How Google Searches for The Content You want...



 When you sit down at your computer and do a Google search, you're almost instantly   presented with a list of results from all over the web. How does Google find web pages matching your query, and determine the order of search results?



  •  Googlebot, a web crawler that finds and fetches web pages. 
  •  The indexer that sorts every word on every page and stores the resulting index of words in a huge database.  
  • The query processor, which compares your search query to the index and recommends the documents that it considers most relevant.
       Let’s take a closer look at each part.
       

       1. Googlebot, Google’s Web Crawler:- 

                   Googlebot is Google’s web crawling robot, which finds and retrieves pages on the web and hands them off to the Google indexer. We use a huge set of computers to fetch or crawl billions of pages on the web. The program that does the fetching is called Googlebot (also known as a robot, bot, or spider). Googlebot uses an algorithmic process: computer programs determine which sites to crawl, how often, and how many pages to fetch from each site.
                                      
            Google's crawl process begins with a list of web page URLs, generated from previous crawl processes, and augmented with Sitemap data provided by webmasters. As Googlebot visits each of these websites it detects links on each page and adds them to its list of pages to crawl. New sites, changes to existing sites, and dead links are noted and used to update the Google index. 
         

       2. Google’s Indexer:- 

                    Googlebot gives the indexer the full text of the pages it finds. These pages are stored in Google’s index database. This index is sorted alphabetically by search term, with each index entry storing a list of documents in which the term appears and the location within the text where it occurs. This data structure allows rapid access to documents that contain user query terms. 
                            
                    To improve search performance, Google ignores (doesn’t index) common words called stop words (such as the, is, on, or, of, how, why, as well as certain single digits and single letters). Stop words are so common that they do little to narrow a search, and therefore they can safely be discarded. The indexer also ignores some punctuation and multiple spaces, as well as converting all letters to lowercase, to improve Google’s performance.
    

       3. Google’s Query Processor:-                            

                   When a user enters a query, machines search the index for matching pages and return the results we believe are the most relevant to the user. Relevancy is determined by over 200 factors, one of which is the Page Rank for a given page. Page Rank is the measure of the importance of a page based on the incoming links from other pages. In simple terms, each link to a page on site from another site adds to your site's Page Rank. Not all links are equal: Google works hard to improve the user experience by identifying spam links and other practices that negatively impact search results. The best types of links are those that are given based on the quality of your content.

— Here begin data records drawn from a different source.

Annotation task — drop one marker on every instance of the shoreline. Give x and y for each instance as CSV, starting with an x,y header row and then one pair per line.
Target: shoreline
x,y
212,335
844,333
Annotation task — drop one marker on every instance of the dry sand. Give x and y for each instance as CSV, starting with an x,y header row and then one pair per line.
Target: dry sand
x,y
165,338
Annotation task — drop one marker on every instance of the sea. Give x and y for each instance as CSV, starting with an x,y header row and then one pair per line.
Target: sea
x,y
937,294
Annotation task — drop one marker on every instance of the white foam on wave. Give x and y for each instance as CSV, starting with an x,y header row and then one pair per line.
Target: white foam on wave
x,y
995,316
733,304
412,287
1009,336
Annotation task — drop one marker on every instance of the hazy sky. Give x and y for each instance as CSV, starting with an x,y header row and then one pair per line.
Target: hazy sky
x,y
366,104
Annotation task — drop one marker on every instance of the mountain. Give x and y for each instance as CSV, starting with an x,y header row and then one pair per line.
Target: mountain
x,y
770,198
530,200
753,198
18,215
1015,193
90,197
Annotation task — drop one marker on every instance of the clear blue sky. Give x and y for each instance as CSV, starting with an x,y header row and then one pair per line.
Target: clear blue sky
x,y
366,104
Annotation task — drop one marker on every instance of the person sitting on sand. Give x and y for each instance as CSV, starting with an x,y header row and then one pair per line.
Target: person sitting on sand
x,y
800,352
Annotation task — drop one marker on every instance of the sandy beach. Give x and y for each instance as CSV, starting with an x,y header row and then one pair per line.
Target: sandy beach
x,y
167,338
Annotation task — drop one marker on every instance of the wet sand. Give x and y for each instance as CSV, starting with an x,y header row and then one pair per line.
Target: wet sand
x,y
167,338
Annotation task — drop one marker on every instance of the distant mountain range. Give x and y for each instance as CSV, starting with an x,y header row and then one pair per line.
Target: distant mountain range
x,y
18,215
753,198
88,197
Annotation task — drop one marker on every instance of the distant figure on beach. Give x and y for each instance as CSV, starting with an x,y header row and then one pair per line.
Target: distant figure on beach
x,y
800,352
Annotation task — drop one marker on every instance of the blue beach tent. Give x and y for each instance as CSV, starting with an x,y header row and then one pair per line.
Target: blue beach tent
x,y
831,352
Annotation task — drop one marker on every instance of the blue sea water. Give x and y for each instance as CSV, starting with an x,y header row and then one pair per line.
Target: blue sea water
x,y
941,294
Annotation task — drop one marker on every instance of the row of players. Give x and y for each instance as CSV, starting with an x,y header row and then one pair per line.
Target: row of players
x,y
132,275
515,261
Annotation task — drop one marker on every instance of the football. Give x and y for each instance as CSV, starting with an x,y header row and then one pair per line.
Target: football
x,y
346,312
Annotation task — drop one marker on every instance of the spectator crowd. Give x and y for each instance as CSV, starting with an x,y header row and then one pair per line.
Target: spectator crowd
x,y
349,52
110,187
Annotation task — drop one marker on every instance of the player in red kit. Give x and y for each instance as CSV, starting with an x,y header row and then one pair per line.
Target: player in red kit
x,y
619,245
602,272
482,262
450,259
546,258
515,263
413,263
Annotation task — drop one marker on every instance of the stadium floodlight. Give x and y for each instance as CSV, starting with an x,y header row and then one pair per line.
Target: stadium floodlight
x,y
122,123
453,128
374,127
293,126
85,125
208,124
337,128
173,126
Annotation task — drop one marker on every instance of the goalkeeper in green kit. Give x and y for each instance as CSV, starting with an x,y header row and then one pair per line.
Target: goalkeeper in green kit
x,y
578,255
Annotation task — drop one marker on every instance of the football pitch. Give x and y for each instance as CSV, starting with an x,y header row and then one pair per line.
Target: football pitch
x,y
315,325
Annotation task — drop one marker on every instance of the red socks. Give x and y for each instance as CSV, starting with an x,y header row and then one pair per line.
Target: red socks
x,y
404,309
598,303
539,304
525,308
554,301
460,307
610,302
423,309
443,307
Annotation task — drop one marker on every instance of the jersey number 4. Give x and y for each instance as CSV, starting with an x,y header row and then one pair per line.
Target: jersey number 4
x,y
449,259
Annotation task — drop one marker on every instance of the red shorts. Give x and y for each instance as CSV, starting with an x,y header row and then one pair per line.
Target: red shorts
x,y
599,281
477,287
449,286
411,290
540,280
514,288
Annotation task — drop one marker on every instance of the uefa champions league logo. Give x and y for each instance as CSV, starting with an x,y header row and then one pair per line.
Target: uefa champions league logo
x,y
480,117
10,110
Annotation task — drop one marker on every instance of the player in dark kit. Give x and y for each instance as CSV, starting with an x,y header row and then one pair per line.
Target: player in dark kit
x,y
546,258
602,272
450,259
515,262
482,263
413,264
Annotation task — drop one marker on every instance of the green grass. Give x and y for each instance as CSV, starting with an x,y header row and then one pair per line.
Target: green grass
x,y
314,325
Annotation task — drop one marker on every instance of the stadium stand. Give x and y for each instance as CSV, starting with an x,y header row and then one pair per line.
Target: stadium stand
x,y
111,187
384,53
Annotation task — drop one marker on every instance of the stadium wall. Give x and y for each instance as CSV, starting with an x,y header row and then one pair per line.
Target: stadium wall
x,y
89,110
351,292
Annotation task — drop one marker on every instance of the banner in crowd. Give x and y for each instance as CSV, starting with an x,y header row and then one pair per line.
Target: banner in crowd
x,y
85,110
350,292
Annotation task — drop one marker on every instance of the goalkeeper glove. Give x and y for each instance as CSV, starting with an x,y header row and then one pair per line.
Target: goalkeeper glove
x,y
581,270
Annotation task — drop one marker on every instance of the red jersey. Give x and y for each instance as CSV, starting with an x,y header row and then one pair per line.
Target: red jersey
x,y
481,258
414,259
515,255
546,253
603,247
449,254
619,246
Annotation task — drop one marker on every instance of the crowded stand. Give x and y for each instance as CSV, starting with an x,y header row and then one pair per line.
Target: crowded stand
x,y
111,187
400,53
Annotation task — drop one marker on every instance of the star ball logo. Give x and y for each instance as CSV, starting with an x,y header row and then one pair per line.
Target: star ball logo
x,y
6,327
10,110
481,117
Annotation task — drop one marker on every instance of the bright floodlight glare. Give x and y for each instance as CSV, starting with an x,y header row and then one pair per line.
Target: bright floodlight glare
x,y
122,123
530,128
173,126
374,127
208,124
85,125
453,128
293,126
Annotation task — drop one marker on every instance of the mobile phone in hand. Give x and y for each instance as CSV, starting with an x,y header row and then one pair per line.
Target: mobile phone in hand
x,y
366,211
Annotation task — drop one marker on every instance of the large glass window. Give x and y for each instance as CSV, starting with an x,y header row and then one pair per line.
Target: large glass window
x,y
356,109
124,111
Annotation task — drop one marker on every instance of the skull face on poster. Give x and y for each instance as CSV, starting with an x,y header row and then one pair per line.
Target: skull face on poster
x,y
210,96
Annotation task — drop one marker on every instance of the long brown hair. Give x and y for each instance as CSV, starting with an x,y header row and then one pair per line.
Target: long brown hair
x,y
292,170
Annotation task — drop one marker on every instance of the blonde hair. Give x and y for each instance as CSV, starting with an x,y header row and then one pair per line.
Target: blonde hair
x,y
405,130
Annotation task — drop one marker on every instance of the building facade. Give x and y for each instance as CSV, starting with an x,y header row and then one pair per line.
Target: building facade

                   In order for site to rank well in search results pages, it's important to make sure that Google can crawl and index site correctly. Webmaster Guidelines outline some best practices that can help to avoid common pitfalls and improve site's ranking.

                   Google's “Did you mean” and Google “Auto complete” features are designed to help users save time by displaying related terms, common misspellings, and popular queries. They display these predictions only when they think user might save the time. If a site ranks well for a keyword, it's because they've algorithmically determined that its content is more relevant to the user's query.